Further, the extreme devaluation of the peso versus the dollar will have material impacts on the overall profitability of projects. Key project components will have to be purchased in U.S. dollars and imported into Mexico. The fate of the North American Free Trade Agreement is unknown, and even if minimal tariffs are applied, purchasing in U.S. dollars for payment in Mexican pesos denominated PPAs could further limit returns in the near term.

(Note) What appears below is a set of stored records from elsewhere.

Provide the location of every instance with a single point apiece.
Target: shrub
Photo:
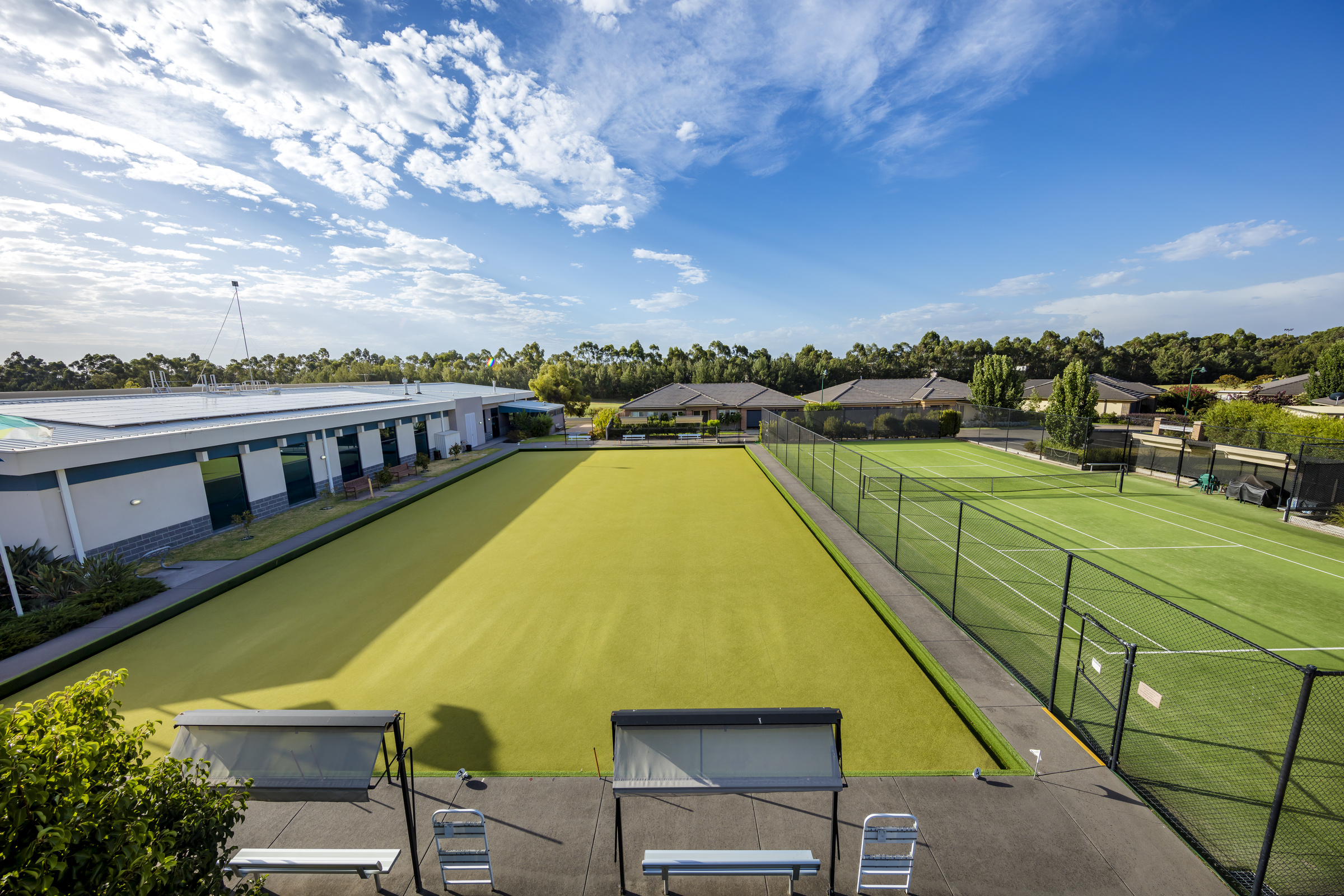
(86, 812)
(949, 422)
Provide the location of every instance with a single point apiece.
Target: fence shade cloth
(320, 762)
(731, 759)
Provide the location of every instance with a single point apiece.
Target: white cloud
(1109, 278)
(686, 269)
(1265, 307)
(1231, 241)
(1025, 285)
(664, 301)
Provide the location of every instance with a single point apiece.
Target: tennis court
(1231, 563)
(1197, 719)
(510, 613)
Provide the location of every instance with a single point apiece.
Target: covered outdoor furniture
(463, 846)
(662, 753)
(303, 755)
(1250, 488)
(366, 863)
(888, 852)
(730, 863)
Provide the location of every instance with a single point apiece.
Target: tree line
(627, 371)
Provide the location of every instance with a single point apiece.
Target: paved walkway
(195, 582)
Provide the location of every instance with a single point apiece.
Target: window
(299, 473)
(348, 453)
(391, 454)
(225, 491)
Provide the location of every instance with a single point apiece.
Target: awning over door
(290, 754)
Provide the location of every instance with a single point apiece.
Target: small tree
(84, 810)
(1328, 376)
(995, 383)
(1072, 406)
(554, 383)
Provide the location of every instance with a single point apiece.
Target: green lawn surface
(458, 610)
(1235, 564)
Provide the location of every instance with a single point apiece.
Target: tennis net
(1054, 484)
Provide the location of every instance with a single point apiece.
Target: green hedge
(37, 627)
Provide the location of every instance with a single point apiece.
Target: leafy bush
(86, 812)
(34, 628)
(949, 422)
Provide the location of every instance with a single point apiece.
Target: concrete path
(189, 586)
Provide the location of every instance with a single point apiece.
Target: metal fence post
(1131, 654)
(895, 548)
(956, 563)
(1060, 637)
(1284, 776)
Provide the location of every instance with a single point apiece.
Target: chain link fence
(1238, 749)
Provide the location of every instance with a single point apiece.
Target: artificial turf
(480, 613)
(1235, 564)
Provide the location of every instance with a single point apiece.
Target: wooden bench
(730, 863)
(316, 861)
(355, 487)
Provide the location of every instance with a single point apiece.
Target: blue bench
(730, 863)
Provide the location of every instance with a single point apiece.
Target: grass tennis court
(1231, 563)
(510, 613)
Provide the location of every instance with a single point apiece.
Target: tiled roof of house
(1108, 389)
(882, 393)
(711, 395)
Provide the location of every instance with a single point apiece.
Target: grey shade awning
(725, 758)
(291, 755)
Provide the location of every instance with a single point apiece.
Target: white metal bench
(459, 850)
(894, 857)
(366, 863)
(730, 863)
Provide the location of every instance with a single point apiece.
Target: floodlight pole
(407, 797)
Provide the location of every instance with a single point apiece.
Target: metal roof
(138, 410)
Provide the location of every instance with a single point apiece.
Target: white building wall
(35, 516)
(264, 476)
(170, 499)
(370, 450)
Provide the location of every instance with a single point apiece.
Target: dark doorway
(422, 438)
(391, 454)
(225, 491)
(350, 463)
(299, 473)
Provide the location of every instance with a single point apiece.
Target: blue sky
(425, 176)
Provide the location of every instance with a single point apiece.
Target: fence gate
(1099, 693)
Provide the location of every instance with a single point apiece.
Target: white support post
(8, 578)
(71, 515)
(327, 459)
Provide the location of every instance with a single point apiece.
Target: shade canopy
(318, 755)
(726, 752)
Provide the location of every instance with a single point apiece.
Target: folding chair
(897, 860)
(454, 855)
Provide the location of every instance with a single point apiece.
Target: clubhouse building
(132, 470)
(706, 401)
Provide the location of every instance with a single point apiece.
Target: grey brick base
(171, 535)
(269, 506)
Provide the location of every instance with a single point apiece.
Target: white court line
(1281, 544)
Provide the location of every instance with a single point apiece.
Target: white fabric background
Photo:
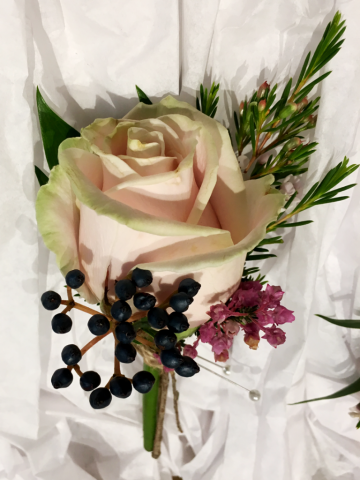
(86, 56)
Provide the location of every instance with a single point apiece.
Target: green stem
(150, 404)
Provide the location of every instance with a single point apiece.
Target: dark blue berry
(188, 368)
(142, 278)
(144, 301)
(120, 387)
(125, 289)
(189, 286)
(121, 311)
(171, 358)
(125, 332)
(98, 324)
(50, 300)
(100, 398)
(125, 352)
(71, 354)
(89, 380)
(61, 323)
(158, 317)
(61, 378)
(180, 302)
(143, 381)
(178, 322)
(165, 339)
(74, 279)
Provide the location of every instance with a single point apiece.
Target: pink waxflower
(272, 296)
(283, 315)
(220, 312)
(207, 331)
(190, 351)
(265, 317)
(231, 328)
(252, 337)
(264, 87)
(220, 343)
(222, 357)
(274, 335)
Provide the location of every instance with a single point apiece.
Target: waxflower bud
(302, 104)
(263, 90)
(262, 105)
(291, 144)
(288, 110)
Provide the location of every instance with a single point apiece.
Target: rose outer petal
(58, 222)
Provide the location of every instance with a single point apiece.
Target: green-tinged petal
(58, 222)
(95, 199)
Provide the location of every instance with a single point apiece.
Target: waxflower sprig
(251, 310)
(262, 118)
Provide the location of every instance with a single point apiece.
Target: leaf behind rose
(54, 130)
(341, 323)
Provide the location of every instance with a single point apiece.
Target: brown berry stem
(164, 383)
(69, 292)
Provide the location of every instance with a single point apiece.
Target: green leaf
(53, 130)
(303, 69)
(269, 241)
(143, 98)
(341, 323)
(150, 405)
(259, 257)
(187, 333)
(306, 90)
(42, 178)
(349, 390)
(289, 202)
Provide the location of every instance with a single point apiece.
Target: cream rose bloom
(160, 189)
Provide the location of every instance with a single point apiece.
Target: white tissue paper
(86, 56)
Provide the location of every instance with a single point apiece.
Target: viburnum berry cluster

Notwithstanding the hurdles the market faces, the Mexican government believes up to 35% of power can come from clean energy sources by 2024. In the short term, wind power capacity is scheduled to triple as new wind farms come online and additional capacity is auctioned. In the long term, wind power is poised to become a major element of the energy mix in Mexico, reaching 47,365.6 GWh by 2030 – a 350.2% increase over the next 15 years.
Wind developers hoping to access the market also believe that wind power will grow at an accelerated pace in Mexico and materially contribute to reaching Mexico’s ambitious energy transition goals. Developers are starting to focus on the less transmission-constrained areas, such as Oaxaca. We are also starting to see large landowners get involved in wind development, in some cases partnering with large foreign project developers, in order to avoid complications and delays that arise when dealing with agrarian communities.
Steve Otillar and John J. Marciano III are partners, and Eduardo Canales and Patrick Moneypenny are associates at law firm Akin Gump Strauss Hauer & Feld. They can be reached at firstname.lastname@example.org, email@example.com, firstname.lastname@example.org, and email@example.com.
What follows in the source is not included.